Apesar da liderança de Sanders, o movimento em torno de suas ideias, formado por muitos jovens estudantes, professores, enfermeiros e ativistas sociais que se definem como socialistas, não necessariamente segue ordens. É encorajador que jovens socialistas do DSA tenham se manifestado contra o apoio a Joe Biden, e também é encorajador que as lutas tenham começado por profissionais de saúde, funcionários da Amazon, Whole Foods e Instacart [1]. Os trabalhadores da General Electric exigiram que convertessem a produção em suas fábricas para produzir respiradores.
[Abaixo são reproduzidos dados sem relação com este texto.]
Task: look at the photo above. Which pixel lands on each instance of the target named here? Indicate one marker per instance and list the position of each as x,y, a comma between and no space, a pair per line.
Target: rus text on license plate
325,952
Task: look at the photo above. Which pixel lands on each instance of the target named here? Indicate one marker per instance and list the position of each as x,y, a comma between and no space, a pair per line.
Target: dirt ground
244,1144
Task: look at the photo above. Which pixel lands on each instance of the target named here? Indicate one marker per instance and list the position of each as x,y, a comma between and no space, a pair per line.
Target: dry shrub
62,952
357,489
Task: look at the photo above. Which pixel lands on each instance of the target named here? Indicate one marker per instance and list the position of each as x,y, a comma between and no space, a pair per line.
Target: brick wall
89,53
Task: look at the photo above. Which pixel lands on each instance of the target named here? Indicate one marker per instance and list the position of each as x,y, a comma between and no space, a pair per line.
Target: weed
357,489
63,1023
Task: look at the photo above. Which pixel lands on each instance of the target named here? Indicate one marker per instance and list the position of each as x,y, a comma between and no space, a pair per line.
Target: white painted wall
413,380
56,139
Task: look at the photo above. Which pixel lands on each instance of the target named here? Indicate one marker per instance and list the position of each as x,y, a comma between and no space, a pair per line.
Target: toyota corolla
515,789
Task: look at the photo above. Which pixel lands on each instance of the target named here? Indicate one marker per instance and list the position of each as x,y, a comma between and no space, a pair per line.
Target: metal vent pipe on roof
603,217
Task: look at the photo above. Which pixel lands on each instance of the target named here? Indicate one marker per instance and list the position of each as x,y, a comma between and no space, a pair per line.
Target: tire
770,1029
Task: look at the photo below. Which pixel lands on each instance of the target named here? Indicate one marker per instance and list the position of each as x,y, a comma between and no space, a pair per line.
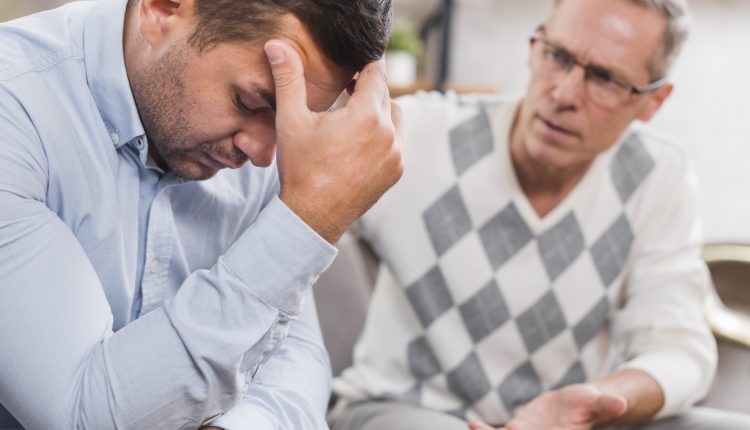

Não é apenas a hora de organizar solidariedade e resposta à pandemia, mas também de tirar uma conclusão política necessária: precisamos de nosso próprio partido, um partido da classe trabalhadora. Se essa pandemia provou alguma coisa, é que são os trabalhadores que sustentam a luta contra a pandemia - que estão cuidando, alimentando, produzindo e arriscando suas vidas.

O desemprego, o racismo, os preconceitos nacionalistas, a atomização dos sindicatos e o machismo ameaçam a unidade dos trabalhadores. A unidade de que precisamos não é a dos trabalhadores e estudantes por trás da burguesia e dos funcionários capitalistas, mas a unidade mais ampla e poderosa possível entre todos os trabalhadores. Para isso, também será necessário lutar para que os sindicatos sejam transformados em verdadeiras alavancas da organização independente da classe trabalhadora. Devemos almejar, não apenas sobreviver à pandemia, mas também criar nossa própria saída política, organizando a resposta a essa crise e reconfigurando a sociedade para a grande maioria.

[1] Whole Foods é uma rede de supermercados voltados para produtos naturais e orgânicos, e Instacart uma rede de entregas de produtos de mercado.